Q: What’s next? Will you spin off another character or write more about Madison?

Christine Amsden: Madison's story is over, though she may appear in future books. Once this situation is resolved, she would really prefer to teach music to children, and maybe have some of her own.

Kaitlin's Tale is next. Kaitlin is another friend of Cassie and Madison who grew too big for her original role in the Cassie Scot series. That book is finished and under contract – it will probably be out next summer.

As for what's next …. I don't know! That's as honest as I can be. I've come up with several ideas but none are calling to me strongly enough at the moment. I have ideas for completely new stories in completely new worlds, and I have ideas for more Cassie Scot stories (one involving Cassie herself, and several involving her brothers and sisters).

A few days ago I considered doing a reader poll asking what fans think I should write next. :)

Something will call to me soon, I'm sure. I only hope fans will be as enthusiastic as they have been about my Cassie Scot books.

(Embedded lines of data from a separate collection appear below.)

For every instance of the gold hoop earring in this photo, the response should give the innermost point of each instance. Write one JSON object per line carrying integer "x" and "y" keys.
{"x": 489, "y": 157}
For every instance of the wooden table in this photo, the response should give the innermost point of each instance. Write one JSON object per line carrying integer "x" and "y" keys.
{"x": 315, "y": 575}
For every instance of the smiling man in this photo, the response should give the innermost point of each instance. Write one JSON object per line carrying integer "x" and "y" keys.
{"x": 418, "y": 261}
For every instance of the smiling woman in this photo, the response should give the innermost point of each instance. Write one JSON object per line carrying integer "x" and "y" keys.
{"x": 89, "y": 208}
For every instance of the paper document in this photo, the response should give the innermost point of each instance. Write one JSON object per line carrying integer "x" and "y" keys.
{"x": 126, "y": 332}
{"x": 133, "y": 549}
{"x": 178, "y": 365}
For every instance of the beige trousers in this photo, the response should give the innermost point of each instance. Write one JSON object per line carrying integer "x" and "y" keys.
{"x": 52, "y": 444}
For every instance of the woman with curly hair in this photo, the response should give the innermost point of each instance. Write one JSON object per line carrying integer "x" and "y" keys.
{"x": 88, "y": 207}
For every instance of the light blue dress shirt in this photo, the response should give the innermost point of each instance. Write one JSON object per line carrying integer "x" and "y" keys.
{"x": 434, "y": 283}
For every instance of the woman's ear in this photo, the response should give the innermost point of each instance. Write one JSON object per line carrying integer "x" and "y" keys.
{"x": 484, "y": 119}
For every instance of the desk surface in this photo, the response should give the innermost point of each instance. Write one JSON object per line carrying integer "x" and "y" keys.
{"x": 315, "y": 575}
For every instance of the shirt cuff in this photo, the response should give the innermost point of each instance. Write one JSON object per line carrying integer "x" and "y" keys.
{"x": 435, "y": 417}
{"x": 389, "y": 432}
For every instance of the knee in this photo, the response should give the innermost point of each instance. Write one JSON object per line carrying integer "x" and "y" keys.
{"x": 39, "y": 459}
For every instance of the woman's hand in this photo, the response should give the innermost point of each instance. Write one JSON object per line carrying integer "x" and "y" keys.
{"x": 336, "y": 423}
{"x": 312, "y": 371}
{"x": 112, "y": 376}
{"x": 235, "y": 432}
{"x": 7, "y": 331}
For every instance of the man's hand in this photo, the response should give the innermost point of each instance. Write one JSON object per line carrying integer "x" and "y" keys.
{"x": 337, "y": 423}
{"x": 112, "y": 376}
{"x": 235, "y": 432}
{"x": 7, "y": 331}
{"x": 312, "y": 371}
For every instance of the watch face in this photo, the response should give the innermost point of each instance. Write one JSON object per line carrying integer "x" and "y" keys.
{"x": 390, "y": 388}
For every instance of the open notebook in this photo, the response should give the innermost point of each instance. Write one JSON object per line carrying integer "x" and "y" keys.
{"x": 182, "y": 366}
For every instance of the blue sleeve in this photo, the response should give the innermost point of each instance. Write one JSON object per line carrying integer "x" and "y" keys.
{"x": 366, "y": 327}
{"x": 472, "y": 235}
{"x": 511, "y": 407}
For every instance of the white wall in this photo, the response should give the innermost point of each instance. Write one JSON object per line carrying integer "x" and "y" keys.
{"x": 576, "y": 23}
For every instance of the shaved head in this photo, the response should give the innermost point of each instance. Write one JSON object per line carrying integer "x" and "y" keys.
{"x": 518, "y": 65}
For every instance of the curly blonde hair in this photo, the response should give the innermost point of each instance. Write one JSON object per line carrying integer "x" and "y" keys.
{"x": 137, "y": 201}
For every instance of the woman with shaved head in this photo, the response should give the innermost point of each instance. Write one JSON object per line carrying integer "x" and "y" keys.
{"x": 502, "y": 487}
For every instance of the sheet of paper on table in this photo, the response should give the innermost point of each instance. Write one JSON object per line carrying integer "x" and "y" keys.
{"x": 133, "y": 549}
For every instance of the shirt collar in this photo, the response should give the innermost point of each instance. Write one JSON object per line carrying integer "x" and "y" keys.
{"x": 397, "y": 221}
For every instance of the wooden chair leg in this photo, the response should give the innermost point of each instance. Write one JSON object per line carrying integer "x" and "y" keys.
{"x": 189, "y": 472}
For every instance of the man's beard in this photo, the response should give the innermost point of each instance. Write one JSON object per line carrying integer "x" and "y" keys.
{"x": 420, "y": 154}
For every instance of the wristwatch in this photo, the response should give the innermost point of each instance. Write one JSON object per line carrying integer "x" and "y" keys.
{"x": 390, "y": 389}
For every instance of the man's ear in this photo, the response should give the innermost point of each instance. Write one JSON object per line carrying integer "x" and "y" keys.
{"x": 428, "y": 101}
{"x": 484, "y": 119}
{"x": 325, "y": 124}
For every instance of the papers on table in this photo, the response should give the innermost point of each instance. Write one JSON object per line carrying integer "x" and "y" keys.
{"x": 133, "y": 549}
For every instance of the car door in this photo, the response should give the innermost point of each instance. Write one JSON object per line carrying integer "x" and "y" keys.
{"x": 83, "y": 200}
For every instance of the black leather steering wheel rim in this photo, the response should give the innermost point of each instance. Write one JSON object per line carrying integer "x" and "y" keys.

Q: Tell us something about Christine Amsden. What do you like to do when you’re not writing?

Christine Amsden: I'm a freelance editor and a mom. I enjoy reading, especially fantasy and romance, and I enjoy watching TV, especially science fiction. I'm currently rewatching Sense8 in the background, my new favorite show.

About Christine Amsden

Christine Amsden has been writing science fiction and fantasy for as long as she can remember. She loves to write and it is her dream that others will be inspired by this love and by her stories. Speculative fiction is fun, magical, and imaginative but great speculative fiction is about real people defining themselves through extraordinary situations. Christine writes primarily about people and it is in this way that she strives to make science fiction and fantasy meaningful for everyone.

Christine currently lives in the Kansas City area with her husband, Austin, who has been her biggest fan and the key to her success. They have two beautiful children.


Her voice is enchanting; his soul is black…

Madison Carter has been terrified of Scott Lee since the night he saved her from an evil sorcerer – then melted into a man-eating monster before her eyes. The werewolf is a slave to the moon, but Madison’s nightmares are not.

Despite her fears, when Madison’s brother, Clinton, is bitten by a werewolf, she knows there is only one man who can help. A man who frightens her all the more because even in her nightmares, he also thrills her.

Together for the first time since that terrible night, Scott and Madison drive to Clinton’s home only to discover that he’s vanished. Frantic now, Madison must overcome her fears and uncover hidden strengths if she hopes to save him. And she’s not the only one fighting inner demons. Scott’s are literal, and they have him convinced that he will never deserve the woman he loves.